Drug and Alcohol Use Disorders and Baby Boomers
Aunt Sue might like a glass of wine with dinner and Uncle Tom might drink a beer every night, and that is their normal routine. That doesn’t make them addicts or imply that they are abusing drugs.
In fact, it is likely the same behavior that many of their peers have. It might be the same behavior that you have. However, for many Baby Boomers, drug and alcohol abuse disorders are a part of their life, and a lot of these disorders go unrecognized or discussed because we respect older people and don’t question them. It’s time to pay attention and ask questions.
American society tends to promote drug and alcohol interventions for young people and that’s a good thing, but it fails to serve the growing population of older adults with drug and alcohol problems. They are being ignored and they are dying because of it. For their safety and your continued relationship with the older people you love, you need to get them help.
If an older adult in your life is showing signs of a drug or alcohol abuse problem and you want to know what you can do, research is a great place to start.

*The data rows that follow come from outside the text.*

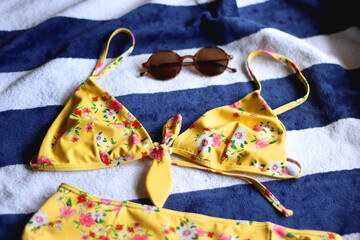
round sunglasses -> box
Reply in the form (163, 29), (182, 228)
(140, 47), (237, 80)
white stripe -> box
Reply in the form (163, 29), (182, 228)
(0, 27), (360, 111)
(0, 118), (360, 214)
(342, 233), (360, 240)
(0, 0), (267, 31)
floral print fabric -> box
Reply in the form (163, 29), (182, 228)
(22, 184), (341, 240)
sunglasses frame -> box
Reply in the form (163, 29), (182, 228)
(140, 46), (237, 80)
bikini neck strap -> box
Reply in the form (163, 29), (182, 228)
(89, 28), (135, 81)
(246, 50), (310, 115)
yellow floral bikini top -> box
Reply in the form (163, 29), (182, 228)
(31, 28), (309, 216)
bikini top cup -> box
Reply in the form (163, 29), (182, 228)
(30, 28), (309, 216)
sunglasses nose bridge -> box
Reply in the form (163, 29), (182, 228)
(180, 55), (195, 65)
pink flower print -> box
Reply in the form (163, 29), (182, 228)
(218, 233), (230, 240)
(56, 130), (66, 138)
(128, 133), (141, 145)
(211, 133), (221, 147)
(74, 109), (82, 116)
(109, 99), (123, 112)
(95, 61), (104, 69)
(131, 234), (148, 240)
(84, 107), (90, 113)
(164, 131), (172, 138)
(125, 154), (135, 161)
(100, 151), (111, 166)
(85, 123), (94, 132)
(230, 102), (240, 109)
(79, 213), (95, 227)
(195, 228), (206, 237)
(261, 99), (270, 109)
(60, 206), (76, 217)
(273, 224), (288, 238)
(253, 125), (262, 132)
(131, 120), (141, 128)
(113, 205), (122, 216)
(85, 201), (95, 208)
(100, 198), (111, 205)
(37, 156), (52, 166)
(111, 123), (124, 129)
(255, 138), (270, 149)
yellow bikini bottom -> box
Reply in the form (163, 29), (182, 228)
(22, 183), (342, 240)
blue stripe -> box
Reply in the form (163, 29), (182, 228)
(0, 0), (358, 72)
(0, 214), (32, 240)
(0, 64), (360, 166)
(0, 168), (360, 239)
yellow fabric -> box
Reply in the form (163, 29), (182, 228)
(31, 28), (309, 216)
(22, 184), (342, 240)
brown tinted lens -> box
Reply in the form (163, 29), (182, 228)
(195, 47), (229, 76)
(149, 51), (181, 80)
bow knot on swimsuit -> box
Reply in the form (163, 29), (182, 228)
(31, 29), (310, 216)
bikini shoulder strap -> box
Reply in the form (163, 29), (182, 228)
(246, 50), (310, 115)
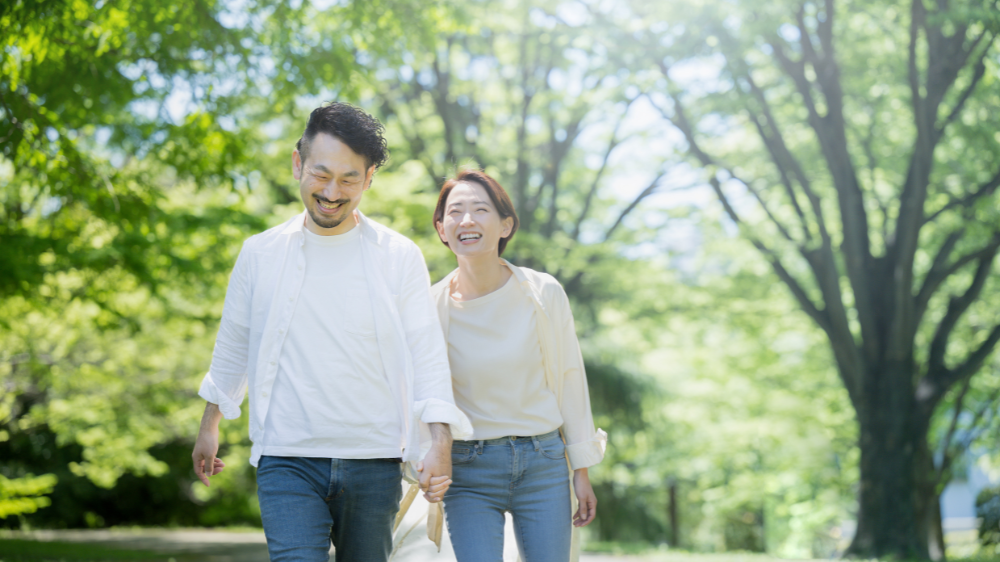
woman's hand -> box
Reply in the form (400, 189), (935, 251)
(573, 468), (597, 527)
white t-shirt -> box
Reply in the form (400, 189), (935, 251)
(447, 276), (563, 439)
(262, 228), (402, 459)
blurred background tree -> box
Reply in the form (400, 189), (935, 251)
(615, 0), (1000, 559)
(0, 0), (1000, 558)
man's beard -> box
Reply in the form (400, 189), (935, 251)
(309, 198), (354, 228)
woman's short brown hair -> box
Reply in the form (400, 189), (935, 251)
(434, 166), (520, 256)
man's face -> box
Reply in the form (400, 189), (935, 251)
(292, 133), (375, 236)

For connections to resources, answers to questions, and treatment recommendations, contact SubstanceAbuse.org at 800-487-1890 (Who Answers?) and speak with an expert.
Why Baby Boomers?
It’s not surprising that so many older adults develop drinking problems or drug use problems. For one thing, Baby Boomers are part of a generation that has traditionally had very relaxed attitudes about drug use. The swinging sixties are known for their open sexuality and drug use and Baby Boomers were young people during that time. Drug use doesn’t faze them.
In addition, older people tend to develop drug and alcohol problems because of the life changes that accompany growing older. For example, pain medication is more likely to be prescribed to older adults, and they may grow to rely on it. Others may develop an alcohol problem because their drinks now pack more of a punch now that the user is older and that can snowball. Stress is another problem. Failing health, the death of loved ones, and changes in living situation are common as people grow older and these stressors can cause loneliness, anxiety, boredom, and apathy. These are all emotions people will attempt to escape with substance use.
What Are the Results of this Substance Abuse?
In a December 2015 article published in the Proceedings of the National Academy of Sciences, researchers identified a strange trend of increased mortality (from all causes) white non-Hispanic, middle-aged (ages 45-55) Americans between 1999 and 2013. The cause? Substance abuse and emotional distress.
You might wonder how it can be that people living in a time of such impressive medical advances could have their chance of death increase and you would be right to questions it. In fact, in the 15 years this study took place, most other age groups and ethnicities (in addition to white Europeans) saw declines in mortality.
According to Collaborative Research on Addiction at NIH, “The mortality increases paralleled increased self-reports of poor health, pain, psychological distress, and difficulties with activities of daily living (sitting, walking, shopping, socializing with friends) in this population—all of which may be linked to substance abuse.” This also mirrored a rise the use of prescription opioids, which are prescribed to deal with many of the symptoms of aging. However, opioid overdoses are on the rise.
What Can Be Done?
On a medical level, there needs to be more drug and alcohol screening and education at the primary care level. Doctors should be more cautious about handing out prescriptions. But, they also are in the wonderful position of being able to connect with patients and monitor their substance use. Professionals should also offer education.
But, doctors aren’t the only people who can help. Because drug and alcohol abuse in older adults is tied to emotional distress, you can keep an eye on the adults in your life and help them adjust to difficult changes. Don’t be afraid to have a hard conversation about their drug and alcohol use. You could save their life.